Sri Lanka foes meet today

Chance to avoid war, rebels say

October 28, 2006|By Henry Chu | Henry Chu,LOS ANGELES TIMES

COLOMBO, Sri Lanka -- In what could be the last hope for averting all-out war, the government of this island nation and the rebel Tamil Tigers are to sit down today for their first face-to-face talks in months over one of Asia's most intractable conflicts.

Both sides have been stung by heavy losses and international criticism in recent weeks, after a surge in combat that has left hundreds of people dead and thousands more refugees in their own country, forced to flee homes and livelihoods to avoid getting caught in the crossfire.

In such an atmosphere, no one is predicting any substantive advances at the negotiating table. But so fierce has been the fighting that getting the two longtime adversaries to meet today and tomorrow in Geneva is being trumpeted as achievement enough, welcomed by residents desperate for a reprieve from the bloodletting.

"For the first round, we are happy that they're going at all," said Jehan Perera of the National Peace Council. "The best thing we can hope for is that they commit themselves to stop the violence."

That violence threatens to engulf the whole of this teardrop-shaped island, spilling over from the north and east where the fighting had, until recently, mostly been confined and where the highly armed, highly motivated rebels want to establish an independent homeland for Sri Lanka's ethnic-minority Tamils.

Military checkpoints now ring this capital, in the southwest, amid fears of further attacks like the mine explosion that nearly killed the Pakistani ambassador in a brazen assassination attempt two months ago. Last week, Tamil Tiger suicide bombers aboard fishing boats shocked the Sri Lankan navy by mounting an assault on a naval base at Galle, a southern port city popular with tourists for its colonial charm and far from the traditional theater of war.

Both sides, their casualty counts spiraling since July, are licking their wounds. They are also under intense diplomatic pressure, much of it from major donor countries, to go back to a cease-fire deal signed in 2002 but defunct since late last year, when fighting broke wide open again.

"You're getting peace talks because both sides want to communicate to the international community their willingness to negotiate," said analyst Paikiasothy Saravanamuttu. "I would put the bar of expectations fairly low."

Earlier this week, Sri Lankan officials unveiled seven areas of discussion they want to pursue with the rebels, including human-rights violations and the recruitment of children as fighters, a tactic for which the Tamil Tigers are notorious.

Also on the agenda are issues of economic development and greater autonomy in the north and east - tacit admission by the government that it has so far failed to address some of the fundamental grievances underlying discontent in those regions.
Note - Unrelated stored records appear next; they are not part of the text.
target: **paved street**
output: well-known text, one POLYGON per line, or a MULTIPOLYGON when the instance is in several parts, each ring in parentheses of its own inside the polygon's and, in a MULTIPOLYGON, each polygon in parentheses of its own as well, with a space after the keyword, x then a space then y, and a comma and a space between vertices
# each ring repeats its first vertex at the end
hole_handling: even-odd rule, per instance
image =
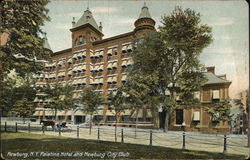
MULTIPOLYGON (((2 122, 2 130, 4 130, 4 123, 2 122)), ((15 122, 7 122, 7 131, 15 131, 15 122)), ((18 132, 28 132, 28 123, 18 123, 18 132)), ((61 136, 77 138, 77 126, 70 126, 71 129, 65 129, 61 132, 61 136)), ((121 142, 121 130, 123 129, 124 143, 133 144, 150 144, 150 130, 135 128, 117 128, 117 142, 121 142)), ((30 133, 43 134, 42 127, 38 123, 30 124, 30 133)), ((59 132, 52 131, 51 127, 47 127, 44 132, 46 135, 59 136, 59 132)), ((4 138, 4 137, 3 137, 4 138)), ((98 139, 98 126, 92 128, 91 135, 89 135, 88 127, 79 128, 79 138, 82 139, 98 139)), ((108 126, 99 127, 99 138, 104 141, 115 141, 115 128, 108 126)), ((202 134, 196 132, 185 133, 185 148, 189 150, 209 151, 209 152, 223 152, 224 135, 216 134, 202 134)), ((152 130, 152 145, 164 146, 169 148, 183 147, 183 132, 168 131, 164 133, 162 130, 152 130)), ((227 153, 248 155, 250 153, 247 148, 247 137, 245 135, 228 135, 227 136, 227 153)))

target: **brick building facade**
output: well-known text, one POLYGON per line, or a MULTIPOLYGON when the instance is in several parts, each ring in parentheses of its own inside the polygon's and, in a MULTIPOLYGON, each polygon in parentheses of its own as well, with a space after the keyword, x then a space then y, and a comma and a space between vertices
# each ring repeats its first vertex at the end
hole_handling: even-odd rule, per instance
MULTIPOLYGON (((103 39, 102 25, 97 25, 91 11, 84 11, 82 17, 72 22, 72 47, 53 53, 52 62, 45 64, 46 70, 37 77, 37 85, 47 83, 66 83, 71 81, 75 86, 74 98, 78 98, 86 85, 94 87, 95 91, 103 94, 104 98, 110 91, 115 91, 126 82, 126 74, 129 66, 132 65, 133 54, 132 41, 144 33, 155 31, 155 21, 151 18, 148 7, 144 5, 139 18, 134 22, 134 30, 114 37, 103 39)), ((46 47, 50 49, 49 44, 46 47)), ((197 108, 187 109, 179 106, 171 116, 170 129, 180 130, 180 124, 186 123, 188 130, 203 131, 209 127, 210 116, 204 111, 204 106, 213 105, 214 100, 228 99, 228 87, 231 82, 223 76, 216 76, 214 68, 208 68, 205 73, 208 82, 203 85, 198 97, 202 105, 197 108), (216 96, 216 97, 215 97, 216 96), (219 97, 218 97, 219 96, 219 97), (199 112, 199 114, 198 114, 199 112), (194 114, 199 117, 199 124, 192 126, 194 114), (177 122, 178 121, 178 122, 177 122)), ((34 100, 37 103, 37 111, 34 116, 39 118, 50 118, 52 110, 44 110, 44 103, 49 100, 42 100, 44 95, 37 94, 34 100)), ((152 124, 151 110, 138 110, 139 123, 152 124)), ((125 111, 119 118, 120 122, 133 123, 134 111, 125 111)), ((73 121, 84 123, 86 114, 80 108, 60 111, 57 120, 73 121)), ((94 115, 95 122, 114 122, 114 113, 108 110, 107 106, 100 106, 94 115)), ((146 126, 146 125, 145 125, 146 126)), ((153 124, 152 124, 153 126, 153 124)), ((228 127, 220 123, 222 128, 228 127)), ((207 129, 209 131, 209 129, 207 129)), ((223 129, 221 131, 224 131, 223 129)))

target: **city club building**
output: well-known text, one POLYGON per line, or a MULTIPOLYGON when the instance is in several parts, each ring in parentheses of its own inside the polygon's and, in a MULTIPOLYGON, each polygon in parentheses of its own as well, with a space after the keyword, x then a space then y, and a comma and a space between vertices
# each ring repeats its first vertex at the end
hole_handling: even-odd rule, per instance
MULTIPOLYGON (((55 82, 63 85, 71 81, 75 86, 74 98, 79 98, 83 88, 89 85, 107 98, 111 91, 115 91, 126 82, 128 68, 132 65, 133 39, 141 37, 147 32, 155 31, 155 21, 151 18, 145 4, 139 18, 134 22, 134 26, 135 28, 131 32, 103 39, 102 24, 98 25, 91 11, 87 9, 77 22, 73 19, 70 29, 72 47, 53 53, 52 61, 45 63, 45 71, 36 77, 36 85, 43 86, 55 82)), ((51 50, 46 37, 44 45, 45 48, 51 50)), ((203 85, 202 90, 197 92, 201 106, 191 109, 179 106, 171 115, 170 129, 180 130, 181 126, 185 124, 186 129, 192 131, 213 131, 213 129, 227 131, 228 126, 223 122, 211 127, 211 116, 205 112, 204 107, 212 106, 219 100, 228 99, 228 88, 231 82, 226 80, 225 75, 216 76, 214 67, 207 69, 208 72, 204 74, 208 81, 203 85), (194 121, 196 125, 193 125, 194 121)), ((44 96, 46 95, 43 93, 37 93, 34 100, 37 103, 34 116, 39 119, 51 119, 54 113, 53 110, 43 108, 44 104, 49 103, 44 96)), ((137 114, 141 127, 152 128, 152 115, 154 115, 152 112, 146 108, 126 110, 119 116, 118 121, 133 124, 137 114)), ((81 107, 78 107, 59 111, 56 120, 80 124, 85 123, 86 117, 87 115, 81 110, 81 107)), ((159 117, 156 117, 159 118, 159 126, 164 125, 163 117, 164 113, 159 112, 159 117)), ((96 124, 112 124, 115 121, 115 114, 103 105, 94 114, 93 121, 96 124)))

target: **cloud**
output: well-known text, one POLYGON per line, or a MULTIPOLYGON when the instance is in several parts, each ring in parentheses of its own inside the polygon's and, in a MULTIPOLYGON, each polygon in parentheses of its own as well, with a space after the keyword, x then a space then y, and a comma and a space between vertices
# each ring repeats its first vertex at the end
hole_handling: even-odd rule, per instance
POLYGON ((234 20, 231 17, 221 17, 209 23, 211 26, 227 26, 232 24, 234 24, 234 20))
POLYGON ((206 48, 204 53, 214 53, 214 54, 230 54, 234 53, 233 48, 206 48))
POLYGON ((71 23, 56 23, 54 25, 56 29, 70 29, 72 27, 71 23))
POLYGON ((228 35, 225 35, 225 36, 213 36, 213 38, 215 40, 232 40, 232 39, 234 39, 232 36, 228 36, 228 35))
POLYGON ((81 12, 71 12, 71 13, 68 13, 67 16, 70 16, 70 17, 81 17, 83 13, 81 12))
POLYGON ((118 9, 115 7, 94 7, 91 11, 95 14, 98 13, 115 13, 118 12, 118 9))
POLYGON ((135 19, 133 19, 133 18, 126 18, 126 19, 118 19, 117 21, 116 21, 116 23, 118 23, 118 24, 134 24, 134 22, 135 22, 135 19))

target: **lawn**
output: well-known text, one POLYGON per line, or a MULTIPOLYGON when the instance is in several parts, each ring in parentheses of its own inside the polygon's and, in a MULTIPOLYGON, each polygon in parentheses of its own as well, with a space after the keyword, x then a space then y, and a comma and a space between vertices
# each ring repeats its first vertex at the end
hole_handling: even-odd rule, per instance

Sri Lanka's Tamil population has complained for decades of discrimination and persecution by the majority Sinhalese, who dominate politics and the armed forces.

"It's a new approach," Keheliya Rambukwella, the chief government spokesman, said in an interview here.

"Our interest is how to give benefit to the Tamil community. We are not interested in pacifying the LTTE or any terrorist groups," he said, referring to the rebels, formally known as the Liberation Tigers of Tamil Eelam.

Bolstering the government's position is a newly signed cooperation pact with the main Sinhalese opposition parties on resolving the conflict. The accord gives President Mahinda Rajapakse more flexibility by lessening his dependence on the hard-line right-wing parties that helped elevate him to power last year.

However, Rambukwella is modest about what measurable outcomes can emerge from the weekend talks, the first since February. Most likely, the government's seven points will have to wait for the future, he acknowledges; the best result to be expected in Switzerland is that both sides agree to talk again and agree on dates.

The Tigers have not responded directly to the government's new plan. Their priority in Geneva, spokesman Thaya Master said, will be on easing the growing humanitarian crisis on the Jaffna Peninsula in the north, where choked-off roads have led to food shortages and other hardships for the populace.

Leaders of the guerrilla group have publicly warned that the Geneva talks represent the island's last chance for peace. Failure, they say, would mean a return to full-scale civil war, in which 65,000 people have been killed over the past 23 years.

Henry Chu writes for the Los Angeles Times.